目を覚ますと窓からの光がとても気持ちよかった。


やっぱり何処よりもこの街が一番落ち着く。


体を起こし、ミネラルウォーターを口に含んで着替える。



龍平に会いに行くとは伝えていなかった。


小6の時に離れて以来、あまり連絡を取らなくなってしまった。


それでも俺の中での一番の友達であり、信頼者だったからこそ、一番に会いに行って驚かせたかった。



変わってしまったこの街だけど、少しだけ面影がある場所と記憶を頼りに3年ぶりに龍平の家に来た。
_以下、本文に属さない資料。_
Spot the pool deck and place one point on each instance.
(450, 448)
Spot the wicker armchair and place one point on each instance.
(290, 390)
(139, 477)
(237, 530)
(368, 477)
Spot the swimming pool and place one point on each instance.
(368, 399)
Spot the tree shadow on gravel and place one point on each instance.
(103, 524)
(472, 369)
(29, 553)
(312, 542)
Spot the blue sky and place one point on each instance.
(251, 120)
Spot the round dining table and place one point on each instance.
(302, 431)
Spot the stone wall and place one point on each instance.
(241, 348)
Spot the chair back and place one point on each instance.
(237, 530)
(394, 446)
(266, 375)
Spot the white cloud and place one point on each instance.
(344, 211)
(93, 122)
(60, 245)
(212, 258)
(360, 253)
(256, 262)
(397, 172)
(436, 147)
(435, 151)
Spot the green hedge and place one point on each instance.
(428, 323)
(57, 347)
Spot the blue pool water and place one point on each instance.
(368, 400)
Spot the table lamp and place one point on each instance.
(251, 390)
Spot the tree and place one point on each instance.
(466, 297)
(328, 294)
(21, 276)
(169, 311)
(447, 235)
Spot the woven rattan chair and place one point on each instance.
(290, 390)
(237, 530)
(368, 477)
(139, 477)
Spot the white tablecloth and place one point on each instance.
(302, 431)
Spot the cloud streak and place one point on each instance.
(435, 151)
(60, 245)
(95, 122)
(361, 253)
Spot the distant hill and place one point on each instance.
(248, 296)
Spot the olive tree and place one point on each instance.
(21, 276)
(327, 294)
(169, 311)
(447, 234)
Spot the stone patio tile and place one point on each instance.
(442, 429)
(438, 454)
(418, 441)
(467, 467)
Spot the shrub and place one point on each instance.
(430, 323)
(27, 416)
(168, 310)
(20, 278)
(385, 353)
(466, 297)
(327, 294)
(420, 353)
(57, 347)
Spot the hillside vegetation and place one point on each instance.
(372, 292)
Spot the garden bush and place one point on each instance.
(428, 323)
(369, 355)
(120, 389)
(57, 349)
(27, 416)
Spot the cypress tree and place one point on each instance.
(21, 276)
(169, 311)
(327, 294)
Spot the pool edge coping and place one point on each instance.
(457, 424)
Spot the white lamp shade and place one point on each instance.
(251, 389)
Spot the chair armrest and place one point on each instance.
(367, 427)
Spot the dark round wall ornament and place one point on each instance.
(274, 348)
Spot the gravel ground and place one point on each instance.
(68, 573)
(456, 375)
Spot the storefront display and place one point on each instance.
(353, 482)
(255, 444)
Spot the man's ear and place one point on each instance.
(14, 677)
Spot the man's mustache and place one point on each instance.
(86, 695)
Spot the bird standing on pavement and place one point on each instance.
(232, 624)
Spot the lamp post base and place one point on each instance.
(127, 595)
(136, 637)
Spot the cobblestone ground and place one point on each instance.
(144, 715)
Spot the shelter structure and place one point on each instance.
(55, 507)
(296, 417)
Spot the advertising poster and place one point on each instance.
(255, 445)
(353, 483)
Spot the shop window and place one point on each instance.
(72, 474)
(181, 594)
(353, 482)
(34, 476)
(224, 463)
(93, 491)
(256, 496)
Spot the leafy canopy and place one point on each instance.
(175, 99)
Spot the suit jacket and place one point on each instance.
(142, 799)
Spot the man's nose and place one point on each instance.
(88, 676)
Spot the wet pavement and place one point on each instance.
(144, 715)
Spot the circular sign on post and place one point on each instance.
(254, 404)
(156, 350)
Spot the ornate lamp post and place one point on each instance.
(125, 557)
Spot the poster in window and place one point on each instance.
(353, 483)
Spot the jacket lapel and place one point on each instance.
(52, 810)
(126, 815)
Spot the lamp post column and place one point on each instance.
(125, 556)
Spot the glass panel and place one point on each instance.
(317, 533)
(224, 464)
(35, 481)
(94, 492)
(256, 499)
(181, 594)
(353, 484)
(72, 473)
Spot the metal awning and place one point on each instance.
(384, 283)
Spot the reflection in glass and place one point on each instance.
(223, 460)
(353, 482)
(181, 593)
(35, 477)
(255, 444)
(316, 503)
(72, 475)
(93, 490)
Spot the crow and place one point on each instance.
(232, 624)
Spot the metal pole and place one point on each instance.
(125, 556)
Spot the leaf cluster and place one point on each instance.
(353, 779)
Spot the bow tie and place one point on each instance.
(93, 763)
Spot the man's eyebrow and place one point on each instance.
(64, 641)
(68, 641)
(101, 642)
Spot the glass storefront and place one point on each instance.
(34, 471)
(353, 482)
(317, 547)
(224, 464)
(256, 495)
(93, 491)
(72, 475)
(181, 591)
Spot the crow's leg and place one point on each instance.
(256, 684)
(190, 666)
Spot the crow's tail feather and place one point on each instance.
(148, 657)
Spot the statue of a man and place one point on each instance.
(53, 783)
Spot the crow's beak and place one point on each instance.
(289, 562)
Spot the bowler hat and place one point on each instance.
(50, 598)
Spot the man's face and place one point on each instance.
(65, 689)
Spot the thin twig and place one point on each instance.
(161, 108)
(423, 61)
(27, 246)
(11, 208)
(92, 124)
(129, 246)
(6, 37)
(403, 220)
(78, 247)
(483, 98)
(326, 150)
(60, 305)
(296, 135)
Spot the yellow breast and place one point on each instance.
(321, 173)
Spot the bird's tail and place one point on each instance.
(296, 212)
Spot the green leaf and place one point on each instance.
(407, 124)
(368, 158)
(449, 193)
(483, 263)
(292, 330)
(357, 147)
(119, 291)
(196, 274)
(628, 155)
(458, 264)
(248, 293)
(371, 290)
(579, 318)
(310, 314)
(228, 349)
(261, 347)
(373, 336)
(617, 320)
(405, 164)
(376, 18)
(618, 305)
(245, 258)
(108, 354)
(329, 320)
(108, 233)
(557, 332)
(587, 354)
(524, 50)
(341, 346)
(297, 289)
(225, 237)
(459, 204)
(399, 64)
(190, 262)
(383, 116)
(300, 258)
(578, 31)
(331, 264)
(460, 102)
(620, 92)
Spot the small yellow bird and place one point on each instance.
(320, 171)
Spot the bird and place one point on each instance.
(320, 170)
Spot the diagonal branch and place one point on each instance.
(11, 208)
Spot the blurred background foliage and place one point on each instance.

いざ着くと緊張してしまって、インターフォンを押す指に力が入る。


---ピンポーン



ベルが鳴るとすぐに誰かが出てきた。


「はあい…って、お前まさか…?」


出てきたのは寝起きであろう髪の毛が乱れまくっている龍平だった。


状況が理解できないのか、固まる龍平。

それもそのはず。4年ぶりの上、連絡もしてないのだから。


「俺、今年からこっちで暮らす事になったから」


「はっ…お前マジで悠なの!?え、おっきくなったなお前!久しぶりすぎるぞ!」


成長したのは見た目だけであって、中身は全然変わっていない龍平に俺は久しぶりに心から笑えた。


その後、俺は龍平の家に上がらせてもらった。


『あら悠くんでしょ!大きくなったわね〜』

昔と変わらない優しい笑顔を向けてくれる龍平のお母さん。


そして久しぶりに龍平の部屋に来た。

相変わらず星が好きなのか、部屋の中はまるで宇宙みたいで、観察用の望遠鏡もあの頃のまま使っているようだ。


「すげえ懐かしい。お前なんにも変わってないんだな」


「懐かしいのはお前の方だよ。家族みんなでまたこっちに戻ってきたのか?」


やっぱりそう思うよな。


龍平にならいいと、東京での4年間の話を全て話した。


途中龍平は、怒り狂った様な顔をしたりもしていたけど、すぐに冷静になる。


「そっか。おばさん気の毒だったな…」


龍平は、悲しそうな顔でそう言った。